# Scraping web data

Lab 3E

### The web as a data source

• The internet contains huge amounts of information.
• Using computers to gather this information in an automated fashion is referred to as scraping web data.
• Scraping data from the web can be difficult because each website displays & stores data differently.
• In this lab, we'll learn how to scrape data in two steps:
• Step 1: Gather information from the web.
• Step 2: Clean it up and turn it into a usable data frame for Lab 3F.

### Our first web scraper

• Copy and paste the link below into a web browser to view the website of data we'd like to scrape and analyze.

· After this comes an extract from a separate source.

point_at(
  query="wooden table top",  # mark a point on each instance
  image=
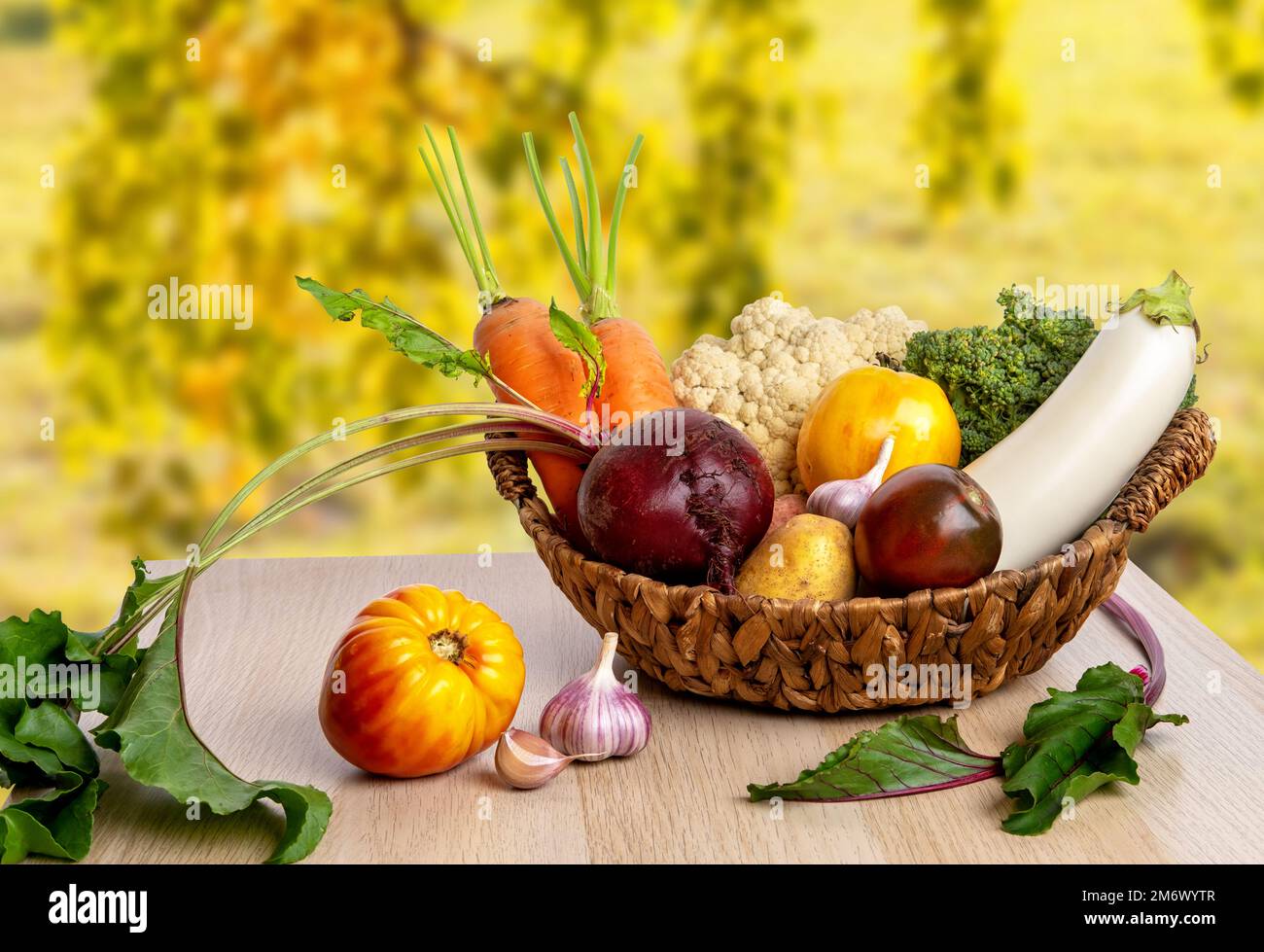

https://labs.idsucla.org/extras/webdata/mountains.html

• Briefly describe what the data on the website is about.
• Then write down 3 questions you'd be interested in answering by analyzing this data.

### HTML

• HTML is the code that's used to render every website you've ever visited.
• The following slide shows the HTML code used to create the first two rows of the web data.
• How is the data table in HTML different than the data tables we're used to seeing in R, for example, when we use the View() function?
• What do you think the tags <TABLE>, <TR>, <TH>, <TD> mean? How does HTML use these tags to display the table?

<TABLE>
<TR>
<TH>peak</TH>
<TH>range</TH>
<TH>state</TH>
<TH>long</TH>
<TH>lat</TH>
<TH>elev_ft</TH>
<TH>elev_m</TH>
<TH>prominence_ft</TH>
<TH>prominence_m</TH>
<TH>rank</TH>
</TR>
<TR>
<TD>Denali (Mount McKinley)</TD>
<TD>-151.0063</TD>
<TD>63.0690</TD>
<TD>20236</TD>
<TD>6168</TD>
<TD>20174</TD>
<TD>6149</TD>
<TD>1</TD>
</TR>
</TABLE>


### Get to scraping!

• Use your browser to go back to the website with the data we're interested in scraping.
• Find the URL address for the site and assign it the name data_url in R.
• Then fill in the blanks below to have R scrape every web table available on the site:
tables <- readHTMLTable(____)


### Find our data

• Since readHTMLTable() scrapes every table that is on a particular web URL, we need to find out which table has the data we're interested in.
• For example, wikipedia.org often has articles with 3 or more tables.
• This means we need to check all 3 tables to find the one we're interested in.
• Use the length() function to find out how many tables of data were scraped in our set of tables.

### Saving tables

• Now that we know how many tables we've scraped, we can go back and scrape individual tables by adding the which argument to the readHTMLTable() function.
• Use readHTMLTable() to re-scrape the data from the web but this time use the which argument to scrape just the individual table.
• The which argument should be the integer denoting which table you want scraped.
• Assign the scraped data the name mtns

### Check, save and use!

• After scraping the data, the only thing left to do is to save it and use it.

• Fill in the blanks to save the data and give it a file name

save(____, file = "____.Rda")

• What is the mean and standard deviation of elev_ft?
• Which state has the most mountains in our data?